It’s Nothing Personal … Just Business!

Businesses Accounts Are Vulnerable When It Comes to Financial Computer Fraud

People use the phrase “it’s nothing personal, just business” all the time. It covers a wide range of topics and situations. If you change that statement by one word so it reads, “it’s nothing personal, everything business,” you would have accurately described an exposure to loss many businesses overlook – computer fraud.

If a computer hacker breaks into your personal banking account and funds are illegally transferred out of your account, what do you personally owe?

Nothing. Under federal law, as long as it is a personal account only, the loss is the bank’s problem to solve.

If a business banking account is compromised and funds are illegally transferred, what does the business owe?


There are a few important risk management practices to keep in mind with respect to protecting businesses against financial computer fraud. Among them:

Commercial Crime Form F

Commercial Crime Form F pays for loss or damage to money, securities or other property resulting directly from the use of any computer to fraudulently cause a transfer of that property from inside the business premises or banking premises to outside premises. For the coverage to be triggered, the computer must be the direct cause of loss.

For example, if a computer hacker breaks into a business’s online account and transfers funds from the business account to his or hers, that is a covered loss. But if a computer hacker breaks into the account and only uses the access to create false invoices or ledger balances, that claim is not covered.

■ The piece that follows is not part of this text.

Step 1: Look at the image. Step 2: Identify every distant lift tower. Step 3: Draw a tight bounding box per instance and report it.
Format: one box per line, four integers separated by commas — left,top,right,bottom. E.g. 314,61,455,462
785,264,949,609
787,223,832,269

A fraudulent invoice would be paid with the insured writing a check; because the computer was not directly used in the transfer, the claim would be denied.

One major exclusion applies to all scenarios: If the person committing the crime was an employee of the company, the loss would not be covered. Each of these scenarios can be addressed with other crime coverage provisions.

Other Exclusions, Limits

There are two other major exclusions that need to be noted in the standard ISO Crime Form F: credit card fraud and inventory shortages.

Theft of inventory, which never appears on a spreadsheet because a computer hacker is altering the report, is not covered because the direct cause of loss is the actual theft of the property. The use of the computer is to conceal the theft, which has already occurred.

Likewise, credit card fraud is viewed separately from computer fraud.

What limit is appropriate for computer fraud?

The simple answer is: Whatever the maximum amount of funds a business would have in an account that could be accessed online. As with all insurance – the greater the coverage limit, the greater the premium will be.

While most banks analyze transactions greater than $10,000, computer hackers are ever-evolving and are able to make multiple transfers. Their ability to move funds around between several banking institutions quickly makes their transactions more difficult to track.

Claims from financial computer fraud can range from thousands of dollars to millions. Business owners and managers need to meet with their risk managers and talk with their bank representatives about these issues.

It is crucial to design a comprehensive strategy that protects business assets against one of the fastest growing areas of loss today – computer fraud.